The bottom line of this discussion is a plea for medical specialists to talk to ecologists and other natural scientists. I suspect too few medical people feel that biologists would have any insight to pandemic management decisions, and I am certain that many or most politicians have no idea of the complexities of the ecology of pandemics. So, this is a plea following Haley et al. (2021) and Shaw et al. (2021) for more cooperation and consultation between scientists who have knowledge of details that might help us in keeping ahead of the next wave.
Dowding, J.E., Murphy, E.C., Springer, K., Peacock, A.J., and Krebs, C.J. (2009). Cats, rabbits, Myxoma virus, and vegetation on Macquarie Island: a comment on Bergstrom et al. (2009). Journal of Applied Ecology 46, 1129-1132. doi: 10.1111/j.1365-2664.2009.01690.x
Haley, D., Paucar-Caceres, A., and Schlindwein, S. (2021). A critical inquiry into the value of systems thinking in the time of COVID-19 crisis. Systems 9, 1-14. doi: 10.3390/systems9010013.
Halliday, J.E.B., Hampson, K., Hanley, N., Lembo, T., Sharp, J.P., Haydon, D.T., and Cleaveland, S. (2017) Driving improvements in infectious disease surveillance through locally relevant capacity strengthening.
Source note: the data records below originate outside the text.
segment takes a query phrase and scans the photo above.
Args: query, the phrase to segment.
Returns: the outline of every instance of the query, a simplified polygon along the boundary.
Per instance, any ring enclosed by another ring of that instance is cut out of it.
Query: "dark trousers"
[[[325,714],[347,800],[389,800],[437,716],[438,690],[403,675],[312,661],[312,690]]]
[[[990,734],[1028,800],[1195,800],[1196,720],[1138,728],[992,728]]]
Science 357:146–148. doi:10.1126/science.aam8332.
Jones, K.E., Patel, N.G., Levy, M.A. et al. (2008) Global trends in emerging infectious diseases. Nature 451: 990–993. doi:10.1038/nature06536.
Russell, J.C. and Broome, K.G. (2016). Fifty years of rodent eradications in New Zealand: another decade of advances. New Zealand Journal of Ecology 40, 197-204. doi: 10.20417/nzjecol.40.22.
Shaw, A.K., White, L.A., Michalska-Smith, M., Borer, E.T., Craft, M.E., Seabloom, E.W., et al. (2021). Lessons from movement ecology for the return to work: Modeling contacts and the spread of COVID-19. PLoS ONE 16, e0242955. doi: 10.1371/journal.pone.0242955.
Wheeler, R., Priddel, D., O’Dwyer, T., Carlile, N., Portelli, D., and Wilkinson, I. (2019). Evaluating the susceptibility of invasive black rats (Rattus rattus) and house mice (Mus musculus) to brodifacoum as a prelude to rodent eradication on Lord Howe Island. Biological Invasions 21, 833-845. doi: 10.1007/s10530-018-1863-4.
Xu, P. and Cheng, J. (2021). Individual differences in social distancing and mask-wearing in the pandemic of COVID-19: The role of need for cognition, self-control and risk attitude. Personality and Individual Differences 175, 110706. doi: 10.1016/j.paid.2021.110706.